We now define the number \(\tau_*\). From (16) we have that \(|Y^{(n+1)}(t)|\), as well as \(|Y(t)|\), satisfies inequality (17). Introduce the number \(\tau_1\) by means of the equality

\[ \frac{M_{\Phi}M_Q}{2\Delta} +\frac{M_{\Psi}}{2L}\left(e^{2M_Q L\tau_1}-1\right)=H. \]

Note that \(\tau_1>0\) because the number \(H\) is greater than \(M_{\Phi}M_Q/2\Delta\). If, as the number \(\tau_*\), we choose the smaller of the numbers \(\tau_0\) and \(\tau_1\), then it is evident that \(|Y^{(n+1)}(t)|\) and \(|dY^{(n+1)}/dt|\) will not exceed \(H\) for \(0 \leqslant t \leqslant \tau_*/\varepsilon\) and \(|\varepsilon| \leqslant \varepsilon_0\). Accordingly, on this same time interval we have

\[ |Y(t)| \leqslant H,\qquad \left|\frac{dY}{dt}\right| \leqslant H. \]

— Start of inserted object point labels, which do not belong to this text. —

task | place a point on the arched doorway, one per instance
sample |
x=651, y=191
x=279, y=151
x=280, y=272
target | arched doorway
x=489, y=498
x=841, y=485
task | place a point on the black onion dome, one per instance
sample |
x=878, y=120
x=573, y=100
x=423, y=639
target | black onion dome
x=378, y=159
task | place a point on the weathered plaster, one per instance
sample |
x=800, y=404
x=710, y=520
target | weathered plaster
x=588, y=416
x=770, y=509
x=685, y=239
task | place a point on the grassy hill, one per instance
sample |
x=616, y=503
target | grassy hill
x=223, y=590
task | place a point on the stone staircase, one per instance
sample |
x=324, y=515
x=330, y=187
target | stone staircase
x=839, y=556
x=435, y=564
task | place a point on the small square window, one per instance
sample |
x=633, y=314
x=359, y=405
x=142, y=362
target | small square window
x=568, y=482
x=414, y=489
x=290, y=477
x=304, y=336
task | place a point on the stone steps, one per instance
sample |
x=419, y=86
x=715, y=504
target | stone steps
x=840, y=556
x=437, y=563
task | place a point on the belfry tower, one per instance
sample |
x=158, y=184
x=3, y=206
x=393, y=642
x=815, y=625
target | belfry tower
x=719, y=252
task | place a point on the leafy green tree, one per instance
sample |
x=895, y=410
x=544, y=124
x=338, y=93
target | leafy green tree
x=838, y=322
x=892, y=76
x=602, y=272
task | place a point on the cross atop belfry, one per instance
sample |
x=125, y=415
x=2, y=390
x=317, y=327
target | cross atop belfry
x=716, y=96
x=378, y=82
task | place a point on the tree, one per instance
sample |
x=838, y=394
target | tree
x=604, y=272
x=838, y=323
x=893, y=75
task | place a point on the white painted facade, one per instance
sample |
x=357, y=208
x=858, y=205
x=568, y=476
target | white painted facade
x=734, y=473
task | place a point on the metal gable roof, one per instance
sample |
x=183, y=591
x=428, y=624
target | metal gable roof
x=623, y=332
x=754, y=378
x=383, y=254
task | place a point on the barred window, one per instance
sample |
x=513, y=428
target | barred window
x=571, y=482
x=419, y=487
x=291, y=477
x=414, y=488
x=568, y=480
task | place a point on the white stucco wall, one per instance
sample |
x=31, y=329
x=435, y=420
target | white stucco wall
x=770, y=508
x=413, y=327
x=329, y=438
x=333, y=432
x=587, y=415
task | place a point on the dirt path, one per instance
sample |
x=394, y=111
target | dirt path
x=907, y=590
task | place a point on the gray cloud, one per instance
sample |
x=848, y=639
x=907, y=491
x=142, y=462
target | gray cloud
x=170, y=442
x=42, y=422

These inequalities, by virtue of (11) and the boundedness of the function \(\partial y_0/\partial \tau\), which holds under the conditions of the theorem, prove the required assertion.

Received
22 II 1958

References

1. A. A. Dorodnitsyn, Uspekhi Mat. Nauk, 7, no. 6 (1952).
2. G. E. Kuzmak, Prikl. Mat. Mekh., 21, no. 2 (1957).